Antczak was seeing and hearing the different counts and decided, with input from West Desk editors Al Clendenning and Frank Eltman, to report the numbers as they shifted and explain who was giving the differing accounts. When some outlets reported that the gunman was dead, AP moved an alert based on an on-the-record radio interview with the Los Angeles sheriff, who said the gunman actually was in custody. A short time later the sheriff tweeted the gunman was hospitalized. (The gunman died the next day.)

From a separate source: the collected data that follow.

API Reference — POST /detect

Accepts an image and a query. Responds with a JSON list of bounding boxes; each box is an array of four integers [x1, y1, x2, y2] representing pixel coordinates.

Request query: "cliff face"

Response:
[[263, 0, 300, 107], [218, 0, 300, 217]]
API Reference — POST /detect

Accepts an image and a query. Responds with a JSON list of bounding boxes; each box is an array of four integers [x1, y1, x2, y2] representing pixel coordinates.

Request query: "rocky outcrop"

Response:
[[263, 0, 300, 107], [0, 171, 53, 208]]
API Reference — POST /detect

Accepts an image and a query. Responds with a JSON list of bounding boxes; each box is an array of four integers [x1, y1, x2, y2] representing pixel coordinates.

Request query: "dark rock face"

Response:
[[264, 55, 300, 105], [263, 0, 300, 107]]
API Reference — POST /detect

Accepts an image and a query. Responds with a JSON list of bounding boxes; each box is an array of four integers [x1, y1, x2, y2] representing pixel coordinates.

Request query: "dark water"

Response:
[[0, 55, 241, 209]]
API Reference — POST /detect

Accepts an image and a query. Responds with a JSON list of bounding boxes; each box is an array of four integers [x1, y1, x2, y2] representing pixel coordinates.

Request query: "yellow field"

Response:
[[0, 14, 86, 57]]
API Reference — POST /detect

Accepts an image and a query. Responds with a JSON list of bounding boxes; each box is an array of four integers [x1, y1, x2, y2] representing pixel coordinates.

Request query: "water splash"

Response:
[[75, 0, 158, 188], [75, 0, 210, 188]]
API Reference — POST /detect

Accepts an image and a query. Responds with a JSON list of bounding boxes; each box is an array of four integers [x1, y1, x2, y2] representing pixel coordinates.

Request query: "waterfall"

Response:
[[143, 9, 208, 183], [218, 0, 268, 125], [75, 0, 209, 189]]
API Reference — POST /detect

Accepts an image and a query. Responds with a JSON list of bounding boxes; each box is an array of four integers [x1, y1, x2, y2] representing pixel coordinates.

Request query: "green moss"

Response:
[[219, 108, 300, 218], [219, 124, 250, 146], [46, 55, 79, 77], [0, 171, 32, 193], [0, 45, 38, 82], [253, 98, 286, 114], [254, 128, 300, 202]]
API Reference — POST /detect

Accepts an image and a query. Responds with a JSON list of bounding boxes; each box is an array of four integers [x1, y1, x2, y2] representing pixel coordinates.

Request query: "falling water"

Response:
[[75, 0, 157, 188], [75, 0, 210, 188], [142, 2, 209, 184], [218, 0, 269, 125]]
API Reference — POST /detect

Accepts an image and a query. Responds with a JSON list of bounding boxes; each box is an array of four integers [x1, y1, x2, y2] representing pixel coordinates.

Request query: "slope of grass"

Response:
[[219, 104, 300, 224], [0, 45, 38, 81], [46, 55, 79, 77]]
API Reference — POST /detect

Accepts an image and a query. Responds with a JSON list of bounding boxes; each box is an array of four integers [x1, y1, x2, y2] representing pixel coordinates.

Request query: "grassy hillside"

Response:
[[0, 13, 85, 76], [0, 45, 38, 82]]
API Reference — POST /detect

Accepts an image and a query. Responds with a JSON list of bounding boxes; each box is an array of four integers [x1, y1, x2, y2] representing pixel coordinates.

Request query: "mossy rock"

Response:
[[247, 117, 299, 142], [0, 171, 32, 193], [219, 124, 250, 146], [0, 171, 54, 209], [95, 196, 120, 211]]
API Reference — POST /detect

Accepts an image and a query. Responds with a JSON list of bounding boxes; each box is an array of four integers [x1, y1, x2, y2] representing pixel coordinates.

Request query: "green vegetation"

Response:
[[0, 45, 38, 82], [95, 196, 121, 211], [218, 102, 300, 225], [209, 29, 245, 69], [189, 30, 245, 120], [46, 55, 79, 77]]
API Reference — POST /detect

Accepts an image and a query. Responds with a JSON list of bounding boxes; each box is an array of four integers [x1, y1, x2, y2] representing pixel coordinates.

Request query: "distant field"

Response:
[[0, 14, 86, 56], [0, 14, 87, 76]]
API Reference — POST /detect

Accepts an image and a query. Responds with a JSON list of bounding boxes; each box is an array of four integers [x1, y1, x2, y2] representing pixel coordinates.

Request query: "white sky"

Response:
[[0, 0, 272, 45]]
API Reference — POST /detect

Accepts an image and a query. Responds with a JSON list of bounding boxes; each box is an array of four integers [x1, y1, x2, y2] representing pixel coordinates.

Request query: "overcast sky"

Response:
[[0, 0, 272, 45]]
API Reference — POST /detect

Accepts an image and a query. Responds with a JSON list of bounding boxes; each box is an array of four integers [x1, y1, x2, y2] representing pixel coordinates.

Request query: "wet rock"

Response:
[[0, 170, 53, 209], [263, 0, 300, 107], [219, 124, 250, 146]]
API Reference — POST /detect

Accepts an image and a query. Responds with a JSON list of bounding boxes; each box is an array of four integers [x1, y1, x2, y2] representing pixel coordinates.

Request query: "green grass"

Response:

In a memo the following day, Deputy Managing Editor Noreen Gillespie lauded the work as a good example of “how to deal with a fluid, changing story. Sometimes noting that information is chaotic and changing is the exact move that we need to make.”
By noon on the day of the shooting, the number of dead and injured were clear and a relieved Sanchez was home with his son. West photo editor Stephanie Mullen asked if he and Noah would like to recount their story for the wire. Sanchez said they would do it under one condition: his longtime colleague, Los Angeles reporter Brian Melley, would do the interview and write the story.
“I lost it when I saw him.”
Marcio Sanchez, AP staff photographer on the reunion with his son
Noah is a quiet boy and Melley patiently pulled details from him about the fear he and his teammates felt, the smelly locker room where they were hiding, the misinformation arriving by text and the group sitting in the darkness, illuminated by the glow of their cell phones. Noah’s dad, meantime, described how he was able to calmly take photos of other parents overcome with emotion when they saw their children emerge. And he described dissolving into tears when Noah was among those students. “I lost it when I saw him,” Sanchez said. (Not that Sanchez’s week was done – a few days later he was in Mexico City shooting NFL football.)
Melley’s story about Noah’s experience was enriched by the account of a mother and daughter who also texted during the lockdown. Their story was the product of excellent field reporting throughout the day from Los Angeles reporter Stefanie Dazio and videographer Krysta Fauria. In the LA bureau, investigative reporter Justin Pritchard provided a profile of the gunman, while reporters Chris Weber and Bob Jablon took feeds from the field, did phone reporting and crafted updates to the shifting story.
The team effort was highlighted by the remarkable work of Sanchez, Antczak and Melley, who earn this week’s Best of the States award.